Monday, January 7, 2013

Book Review: Gun Machine - Warren Ellis


After a shootout claims the life of his partner in a condemned tenement building on Pearl Street, Detective John Tallow unwittingly stumbles across an apartment stacked high with guns. When examined, each weapon leads to a different, previously unsolved murder. Someone has been killing people for twenty years or more and storing the weapons together for some inexplicable purpose.

Confronted with the sudden emergence of hundreds of unsolved homicides, Tallow soon discovers that he's walked into a veritable deal with the devil. An unholy bargain that has made possible the rise of some of Manhattan's most prominent captains of industry. A hunter who performs his deadly acts as a sacrifice to the old gods of Manhattan, who may, quite simply, be the most prolific murderer in New York City's history.

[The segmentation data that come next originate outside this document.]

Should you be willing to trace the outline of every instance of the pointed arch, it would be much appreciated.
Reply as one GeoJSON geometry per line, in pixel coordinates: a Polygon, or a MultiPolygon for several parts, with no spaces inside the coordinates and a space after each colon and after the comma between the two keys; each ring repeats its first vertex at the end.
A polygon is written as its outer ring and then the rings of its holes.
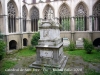
{"type": "Polygon", "coordinates": [[[44,7],[43,16],[44,16],[44,19],[55,18],[54,8],[50,4],[47,4],[44,7]]]}
{"type": "Polygon", "coordinates": [[[23,39],[23,46],[27,46],[28,40],[26,38],[23,39]]]}
{"type": "Polygon", "coordinates": [[[2,4],[0,2],[0,15],[2,15],[2,4]]]}
{"type": "MultiPolygon", "coordinates": [[[[0,2],[0,15],[2,15],[2,4],[0,2]]],[[[3,32],[3,17],[0,17],[0,32],[3,32]]]]}
{"type": "Polygon", "coordinates": [[[16,15],[16,17],[18,17],[18,7],[17,7],[16,2],[14,0],[10,0],[8,2],[8,4],[7,4],[8,12],[9,12],[9,9],[11,9],[10,7],[13,7],[14,8],[14,10],[16,12],[15,15],[16,15]]]}
{"type": "Polygon", "coordinates": [[[88,16],[88,7],[85,2],[81,1],[75,8],[75,16],[88,16]]]}
{"type": "Polygon", "coordinates": [[[63,3],[59,8],[59,17],[68,17],[70,16],[70,8],[66,3],[63,3]]]}
{"type": "Polygon", "coordinates": [[[70,31],[70,9],[63,3],[59,8],[59,23],[62,25],[62,31],[70,31]]]}
{"type": "Polygon", "coordinates": [[[11,40],[9,42],[9,50],[15,50],[17,49],[17,42],[15,40],[11,40]]]}
{"type": "Polygon", "coordinates": [[[8,8],[8,30],[9,33],[16,32],[16,17],[18,16],[18,9],[16,3],[11,0],[7,4],[8,8]]]}
{"type": "Polygon", "coordinates": [[[100,0],[93,6],[93,31],[100,31],[100,0]]]}
{"type": "Polygon", "coordinates": [[[25,5],[22,7],[22,15],[23,15],[23,32],[26,32],[26,24],[27,24],[27,14],[28,10],[25,5]]]}
{"type": "Polygon", "coordinates": [[[75,8],[75,29],[76,31],[86,31],[87,30],[87,10],[86,4],[81,1],[75,8]]]}
{"type": "Polygon", "coordinates": [[[39,10],[33,6],[30,10],[31,31],[38,31],[39,10]]]}
{"type": "Polygon", "coordinates": [[[23,17],[27,18],[28,9],[27,9],[26,5],[23,5],[23,7],[22,7],[22,13],[23,13],[23,17]]]}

Warren Ellis, like Neil Gaiman and Bill Willingham (amongst others) before him, began his author life penning comics. Warren Ellis penned some of the greatest comics of the 1990’s and 2000’s. Titles like PLANETARY, THE AUTHORITY, GLOBAL FREQUENCY, and TRANSMETROPOLITAN have actually help to shape modern comics and set the storytelling level that is now expected from the books. Without people like Ellis, Morrison, Gaiman, Vaughn ect. we wouldn’t have young bucks like Scott Snyder absolutely winning at writing superhero books.

So it’s kind of a no-brainer when someone like Warren Ellis pens a prose novel that a fan like me (I’ve met the man, and he is that awesome) will be picking it up. His first foray into such a media was 2007’s CROOKED LITTLE VEIN, a bizarre, compelling little volume about a washed-up P.I. who is hired to traipse across America’s seedy underbelly looking for a fabled, secret 2nd United States Constitution. I recall what stuck out about it when I read it was the infinite “readability” of it. The story could have been about a sentient washcloth and Ellis could have made it an engrossing read. It just so happens that he finds the most insane, yet interesting stuff to write about. He always has.

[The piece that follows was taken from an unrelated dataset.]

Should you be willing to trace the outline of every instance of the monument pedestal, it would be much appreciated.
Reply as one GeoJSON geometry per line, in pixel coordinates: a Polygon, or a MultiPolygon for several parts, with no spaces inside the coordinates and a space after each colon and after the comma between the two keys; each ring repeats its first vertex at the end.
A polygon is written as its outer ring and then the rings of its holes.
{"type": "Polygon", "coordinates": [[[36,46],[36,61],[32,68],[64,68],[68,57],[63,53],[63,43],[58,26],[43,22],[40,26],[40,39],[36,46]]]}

And GUN MACHINE (his latest prose effort) is no different.

The premise is wholly clever, bizarre, and interesting in equal measure, but it’s Ellis’ skill evident in his writing that will keep you reading well into the night. He can make the most pedestrian scene or set of events pop off the page like it’s some secret history. In this case VIA characters who are brilliantly fleshed out. The lead is John Tallow a detective at the end of his “caring” rope who is thrown into an unbelievable situation, and two CSU officers join him to solve it all. Scarly is a self-claimed autistic with a potty mouth, and then there is Bat, a nerdy guy with a temperamental stomach and has a penchant for the strange and robotic. There is a churchlike apartment filled with mosaics of guns from throughout history, each of them used in more than one crime and some of them over 100 years old. A madman named only “the Hunter” who crafted that room for his own purposes. John and crew must attempt to get to the bottom of why the Hunter has done what he did, how he’s gotten away with it for twenty+ years, and at the same time deal with more than 100 unsolved cold-case NYC murders that have come to light with the guns.

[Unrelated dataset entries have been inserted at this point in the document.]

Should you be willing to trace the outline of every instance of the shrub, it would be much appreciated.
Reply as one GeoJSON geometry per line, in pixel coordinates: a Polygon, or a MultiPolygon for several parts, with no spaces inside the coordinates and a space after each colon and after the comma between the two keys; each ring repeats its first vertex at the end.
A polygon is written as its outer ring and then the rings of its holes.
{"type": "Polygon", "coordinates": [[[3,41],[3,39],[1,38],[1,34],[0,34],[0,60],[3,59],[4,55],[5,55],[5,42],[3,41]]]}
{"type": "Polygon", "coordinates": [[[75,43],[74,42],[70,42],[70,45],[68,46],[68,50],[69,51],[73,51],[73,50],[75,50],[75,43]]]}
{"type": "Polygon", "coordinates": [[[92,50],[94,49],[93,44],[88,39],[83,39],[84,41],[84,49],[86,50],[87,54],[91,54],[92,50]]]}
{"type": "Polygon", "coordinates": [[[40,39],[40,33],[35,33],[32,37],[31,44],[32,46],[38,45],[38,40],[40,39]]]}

When I reached the end of the novel, it had followed a progression. Not a guessable one, but neither was it filed with twists and turns. Once you realize where it is headed you won’t be wholly surprised it went there. This is a story that has a compelling mystery at its heart, but its true success lay in Ellis’ prose which is so spot on that even a pint and bite to eat while chatting about the case sizzles off the page. The man is simply a wordsmith, and can craft a sentence that would be at home with literary masters. But what feeds through even that is the sensibility of someone who knows how people talk, communicate, and interact with each other on a REAL level. One imagines it comes from his years of blogging, tweeting and commenting on the internet, but Ellis knows people. In that vein, he then knows characters. So his characters sing, and we listen.

A wonderfully addictive read GUN MACHINE holds up under the most scrutinized eye. It’s at once a thrilling read with tension and danger at the fore, and also a quiet introspective look at inner feelings, turmoil, and personality. John Tallow is a POV character that it’s easy to get behind because even when he’s not being necessarily heroic, he’s being realistically heroic. It makes him flawed, but it makes him better than the more flawed villains. He’s not Sherlock Holmes, but he at least tries to look at things in more than one light at a time.

So, the first proper read of 2013 is Warren Ellis GUN MACHINE and I couldn’t be happier with how it turned out. It’s out in stores now, so you too can read it!